Harry Jackson had formed his every morning daily schedule in his new office: strong espresso, overnight stock moves, and then all of the scripts that had come in from all corners of the industry. He had formed a simple writers cave - not for television this time, for his film aspirations.
He wanted something lean, something sharp and something unsettling. After days of sorting through mind-numbing speculative horrors, trite thrillers and screen formatted novellas where the first part was promising everything simply not felt like it.
He absently looked over everyday whatever he could find that got submitted to Inktip, Script Pipeline, and the occasional direct attachment submission he would get from friends of friends from the screenwriting community. He would look over ghost stories, psychological twists, and even a couple of misguided action pieces, again, nothing had "light-a-fire"-ed him to march forward.
Then one gray Wednesday, nestled somewhere between an amateur detective piece and a teen romance piece situated in Napa Valley, something stood out. The title was lovely: The Providence Ritual.
The logline stopped his finger mid-scroll: A disgraced journalist returns to his eerie hometown of Providence, Rhode Island, to write about a suicide cluster, but uncovers a sinister pattern suggesting these deaths are ritualistic executions. As he descends into obsession, he confronts the truth: the town's elite are part of a centuries-old secret society protecting something buried beneath Providence—and they've been expecting him.
He leaned back, his heart racing. This was something else, something cold and atmospheric, something he could manipulate.
He downloaded the first twenty pages then the rest. He worked late. His eyes scanned that dim office until dawn came and the mellow gold of the city lights in Los Angeles changed to sharp neon.
The script had the right mix—not just small town dread but with supernatural impressions trending towards pure nihilism, the specter of social degradation. The characters jumped off the page, especially the journalist, who was haunted and scrappy.
The longstanding Rhode Island setting was bracketed in mossy detail; and the ritualistic society underneath was practically exclaiming for a visual treatment.
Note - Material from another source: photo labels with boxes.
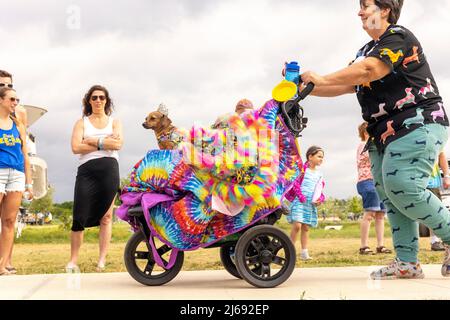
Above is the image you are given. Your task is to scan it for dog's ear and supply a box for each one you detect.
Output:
[161,115,172,128]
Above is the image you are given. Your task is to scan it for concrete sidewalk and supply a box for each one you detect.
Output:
[0,265,450,300]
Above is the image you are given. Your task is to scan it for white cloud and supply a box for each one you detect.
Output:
[0,0,450,201]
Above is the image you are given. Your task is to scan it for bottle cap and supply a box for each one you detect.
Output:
[286,61,300,72]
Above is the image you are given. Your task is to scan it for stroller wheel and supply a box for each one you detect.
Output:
[124,232,184,286]
[235,225,295,288]
[220,242,242,279]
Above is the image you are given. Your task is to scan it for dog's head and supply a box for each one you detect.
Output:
[142,111,172,131]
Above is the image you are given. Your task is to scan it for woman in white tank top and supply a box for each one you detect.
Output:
[66,85,123,272]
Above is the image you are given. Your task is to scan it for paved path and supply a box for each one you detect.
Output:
[0,265,450,300]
Except for one problem: the writer credited—Gerald Northcott—had died five years prior. There was no representation; no responses. Ghost. Some other suspect must've uploaded it unrepresented to their profile. This would explain the raw form but further complicate the rights.
Harry got Marsh on the phone. "I need some due diligence. Identify any estates, any surviving rights-holders. If it all falls to public domain no one, I can buy the script unnamed as a property, then resolve it myself."
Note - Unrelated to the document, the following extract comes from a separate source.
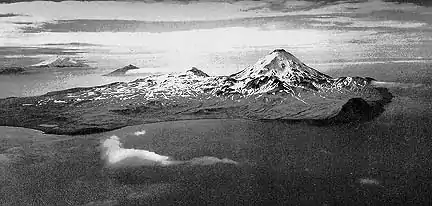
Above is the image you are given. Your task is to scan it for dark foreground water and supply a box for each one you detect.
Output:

A week later, Marsh confirmed no heirs remain, but the estate goes to some distant cousin who lives in New Hampshire. marsh made a few discreet calls which led to a meeting. Harry bought the script outright for a mere six figures-- held in escrow under FunTime Films thereby, Harry called the team who generated SpongeBob and Power Rangers.
The duo, Bob Wilson and his brother Sky Wilson, who had helped clarify writing mindsets, jokes, and tempo. When Harry had them in his office, he slid the script over to them.
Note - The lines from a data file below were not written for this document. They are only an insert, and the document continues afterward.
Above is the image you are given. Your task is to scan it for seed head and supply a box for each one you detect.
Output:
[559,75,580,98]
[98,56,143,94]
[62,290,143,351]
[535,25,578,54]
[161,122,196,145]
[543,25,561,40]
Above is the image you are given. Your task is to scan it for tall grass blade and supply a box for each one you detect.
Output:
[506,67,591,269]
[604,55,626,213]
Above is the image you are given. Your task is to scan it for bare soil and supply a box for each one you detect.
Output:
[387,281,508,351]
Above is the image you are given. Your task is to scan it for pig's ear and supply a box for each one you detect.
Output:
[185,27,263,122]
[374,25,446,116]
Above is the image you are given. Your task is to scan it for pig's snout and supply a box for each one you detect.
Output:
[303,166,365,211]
"I found our next film," he said, as their fingers skimmed the pages. "I want it lean-- no CG skyscrapers fall. Only dread and discovery. Providence. Rituals. Obsessions. "
They began right away, hadn't let agreement linger more than a few minutes, offered each other thoughts and ideas back and forth in a hush of hum. Bob suggested sharpening the first act, setting up the journalism's arrival to add lingering eeriness.
Sky spotted character beats could parallel the ethical erosion of elite institutions. Together, they punched-up the dialogue, deepened the atmosphere, and solidified the creeping tension of the archive.